Getting more fiber and nutrients Getting more fiber and nutrients

Getting more fiber and nutrients

Self-Care 28 June, 2017 Isabel Vallejo

Whole grain foods are foods that contain all three parts of the grain that has not been refined: the bran, the germ and the endosperm.

Whole grains are healthy options as they contain high levels of fiber and nutrients such as vitamins B1 and B12, and protein, minerals and unsaturated fats, which help reduce the risk of suffering from certain chronic diseases such as diabetes and heart disease.

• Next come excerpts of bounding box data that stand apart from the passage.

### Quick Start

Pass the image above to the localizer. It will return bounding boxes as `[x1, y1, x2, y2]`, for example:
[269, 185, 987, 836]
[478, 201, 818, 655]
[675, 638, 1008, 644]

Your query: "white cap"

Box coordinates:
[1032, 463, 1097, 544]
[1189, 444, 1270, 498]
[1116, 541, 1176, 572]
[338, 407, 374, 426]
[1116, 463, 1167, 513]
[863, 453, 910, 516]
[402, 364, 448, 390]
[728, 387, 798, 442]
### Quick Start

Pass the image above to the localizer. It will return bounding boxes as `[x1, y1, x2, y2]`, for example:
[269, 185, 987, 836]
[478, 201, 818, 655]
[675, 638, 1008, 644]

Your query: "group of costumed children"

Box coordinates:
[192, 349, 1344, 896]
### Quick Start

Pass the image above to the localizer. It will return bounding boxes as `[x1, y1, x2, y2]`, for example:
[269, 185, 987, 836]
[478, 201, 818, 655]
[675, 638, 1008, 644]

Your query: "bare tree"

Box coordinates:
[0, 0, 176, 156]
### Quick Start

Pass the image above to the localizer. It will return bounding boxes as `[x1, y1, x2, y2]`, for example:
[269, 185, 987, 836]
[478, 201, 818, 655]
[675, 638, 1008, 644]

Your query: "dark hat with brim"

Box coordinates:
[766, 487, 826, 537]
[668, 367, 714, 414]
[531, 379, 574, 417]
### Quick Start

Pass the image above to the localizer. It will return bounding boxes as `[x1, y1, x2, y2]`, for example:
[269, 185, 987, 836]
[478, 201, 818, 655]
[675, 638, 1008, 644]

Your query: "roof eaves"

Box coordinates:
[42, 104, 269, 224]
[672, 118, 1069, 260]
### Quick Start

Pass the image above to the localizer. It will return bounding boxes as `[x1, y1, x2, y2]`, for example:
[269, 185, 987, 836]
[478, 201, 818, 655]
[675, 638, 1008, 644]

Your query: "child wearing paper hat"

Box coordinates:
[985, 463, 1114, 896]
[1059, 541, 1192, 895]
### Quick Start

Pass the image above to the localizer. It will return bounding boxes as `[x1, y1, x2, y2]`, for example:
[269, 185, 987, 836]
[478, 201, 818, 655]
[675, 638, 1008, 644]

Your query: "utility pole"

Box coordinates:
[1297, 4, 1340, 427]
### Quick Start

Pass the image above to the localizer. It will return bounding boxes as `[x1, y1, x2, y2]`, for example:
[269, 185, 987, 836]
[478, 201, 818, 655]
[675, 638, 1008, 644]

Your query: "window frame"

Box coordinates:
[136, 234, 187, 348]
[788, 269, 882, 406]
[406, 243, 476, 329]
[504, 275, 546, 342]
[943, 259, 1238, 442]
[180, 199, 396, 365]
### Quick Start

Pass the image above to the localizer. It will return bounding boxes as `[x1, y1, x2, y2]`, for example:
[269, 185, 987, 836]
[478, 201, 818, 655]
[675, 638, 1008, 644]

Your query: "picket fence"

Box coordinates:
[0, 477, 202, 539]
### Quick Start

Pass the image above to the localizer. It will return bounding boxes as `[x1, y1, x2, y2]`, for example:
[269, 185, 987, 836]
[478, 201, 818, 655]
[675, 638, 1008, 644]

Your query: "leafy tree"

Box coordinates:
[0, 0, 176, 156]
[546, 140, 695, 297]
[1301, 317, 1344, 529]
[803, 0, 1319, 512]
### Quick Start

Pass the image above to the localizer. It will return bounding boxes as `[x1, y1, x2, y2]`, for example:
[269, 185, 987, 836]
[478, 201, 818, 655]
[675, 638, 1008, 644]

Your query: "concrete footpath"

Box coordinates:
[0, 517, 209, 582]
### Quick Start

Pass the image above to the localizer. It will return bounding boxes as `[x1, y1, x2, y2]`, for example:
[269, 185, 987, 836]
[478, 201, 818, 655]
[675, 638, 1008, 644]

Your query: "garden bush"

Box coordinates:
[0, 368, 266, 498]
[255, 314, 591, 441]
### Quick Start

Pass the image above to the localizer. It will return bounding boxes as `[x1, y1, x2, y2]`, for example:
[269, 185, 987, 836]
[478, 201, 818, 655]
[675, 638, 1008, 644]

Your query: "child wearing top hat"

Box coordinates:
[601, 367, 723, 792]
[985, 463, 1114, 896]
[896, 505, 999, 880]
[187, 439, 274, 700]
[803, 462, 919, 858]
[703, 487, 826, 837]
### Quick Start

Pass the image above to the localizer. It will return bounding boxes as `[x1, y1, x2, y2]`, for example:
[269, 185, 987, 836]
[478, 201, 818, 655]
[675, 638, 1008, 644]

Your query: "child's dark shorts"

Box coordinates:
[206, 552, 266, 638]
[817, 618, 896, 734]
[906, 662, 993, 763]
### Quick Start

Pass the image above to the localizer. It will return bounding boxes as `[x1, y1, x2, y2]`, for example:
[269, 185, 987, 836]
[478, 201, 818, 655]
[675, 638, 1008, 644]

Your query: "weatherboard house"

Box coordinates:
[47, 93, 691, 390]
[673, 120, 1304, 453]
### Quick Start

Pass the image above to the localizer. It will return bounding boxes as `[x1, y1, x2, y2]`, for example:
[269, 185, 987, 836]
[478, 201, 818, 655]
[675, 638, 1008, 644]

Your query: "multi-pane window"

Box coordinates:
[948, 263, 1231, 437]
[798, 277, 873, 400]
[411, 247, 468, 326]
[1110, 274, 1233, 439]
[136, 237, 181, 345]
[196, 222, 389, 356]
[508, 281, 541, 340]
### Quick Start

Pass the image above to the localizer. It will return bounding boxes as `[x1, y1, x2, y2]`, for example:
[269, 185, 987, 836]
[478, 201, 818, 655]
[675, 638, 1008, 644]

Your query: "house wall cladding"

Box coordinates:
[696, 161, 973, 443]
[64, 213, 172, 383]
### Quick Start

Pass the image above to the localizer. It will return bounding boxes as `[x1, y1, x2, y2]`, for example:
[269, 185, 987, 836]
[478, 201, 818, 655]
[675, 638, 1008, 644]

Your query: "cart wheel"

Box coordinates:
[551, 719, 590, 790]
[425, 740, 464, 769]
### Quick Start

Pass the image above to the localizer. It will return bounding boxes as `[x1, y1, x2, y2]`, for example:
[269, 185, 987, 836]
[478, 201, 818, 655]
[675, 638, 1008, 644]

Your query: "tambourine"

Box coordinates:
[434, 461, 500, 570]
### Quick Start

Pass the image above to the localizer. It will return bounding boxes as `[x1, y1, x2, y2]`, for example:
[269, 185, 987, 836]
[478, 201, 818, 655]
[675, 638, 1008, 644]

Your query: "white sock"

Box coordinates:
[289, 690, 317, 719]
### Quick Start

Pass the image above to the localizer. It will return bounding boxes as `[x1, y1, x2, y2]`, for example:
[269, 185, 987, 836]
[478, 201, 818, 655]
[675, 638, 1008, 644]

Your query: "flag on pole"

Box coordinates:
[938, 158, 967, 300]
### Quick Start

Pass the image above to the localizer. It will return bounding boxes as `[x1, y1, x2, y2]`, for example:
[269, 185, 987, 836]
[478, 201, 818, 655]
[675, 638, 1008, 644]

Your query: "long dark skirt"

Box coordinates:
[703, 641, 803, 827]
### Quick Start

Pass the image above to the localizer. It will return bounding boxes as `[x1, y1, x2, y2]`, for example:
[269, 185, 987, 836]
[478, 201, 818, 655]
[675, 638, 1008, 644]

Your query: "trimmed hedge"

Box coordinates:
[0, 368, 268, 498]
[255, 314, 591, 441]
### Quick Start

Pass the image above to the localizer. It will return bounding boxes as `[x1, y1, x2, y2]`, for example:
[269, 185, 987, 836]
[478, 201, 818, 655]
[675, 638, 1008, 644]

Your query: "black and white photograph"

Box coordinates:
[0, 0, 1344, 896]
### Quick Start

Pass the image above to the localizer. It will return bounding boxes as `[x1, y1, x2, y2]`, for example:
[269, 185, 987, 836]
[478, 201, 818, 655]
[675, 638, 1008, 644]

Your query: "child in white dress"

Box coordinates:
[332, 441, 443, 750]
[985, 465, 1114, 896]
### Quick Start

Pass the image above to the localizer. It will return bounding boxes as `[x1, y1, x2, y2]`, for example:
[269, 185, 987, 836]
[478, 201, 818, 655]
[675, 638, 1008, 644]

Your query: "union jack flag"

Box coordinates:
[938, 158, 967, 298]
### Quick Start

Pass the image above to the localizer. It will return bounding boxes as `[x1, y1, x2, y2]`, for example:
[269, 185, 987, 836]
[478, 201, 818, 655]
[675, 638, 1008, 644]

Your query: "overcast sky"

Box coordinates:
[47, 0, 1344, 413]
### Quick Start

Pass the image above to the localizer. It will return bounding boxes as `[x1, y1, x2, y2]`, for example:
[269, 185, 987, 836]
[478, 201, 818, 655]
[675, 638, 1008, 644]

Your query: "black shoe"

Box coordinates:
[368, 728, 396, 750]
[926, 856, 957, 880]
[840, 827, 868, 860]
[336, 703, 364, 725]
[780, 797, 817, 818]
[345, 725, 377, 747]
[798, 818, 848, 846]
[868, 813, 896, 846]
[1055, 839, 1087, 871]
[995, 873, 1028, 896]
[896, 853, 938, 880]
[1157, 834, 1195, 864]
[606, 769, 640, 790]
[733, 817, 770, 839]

The following are some tips from the U.S. nutrition program, ChooseMyPlate:

  • Eat whole grains for breakfast such as oatmeal, bran flakes or shredded wheat.

  • Look for labels that include the word “whole grain” in the ingredient list.

  • Try brown rice or whole wheat pasta for a change.

  • When baking, reduce the portion for whole wheat to at least half of what the recipe indicates.

  • Opt for whole wheat crackers.

  • Include whole grains in your foods or snacks every day. Popcorn, for example, can be a healthy snack.

Examples of whole grains include oatmeal, flaxseed, corn, rye, brown or wild rice, semolina, millet, quinoa, sorghum, wheat and barley.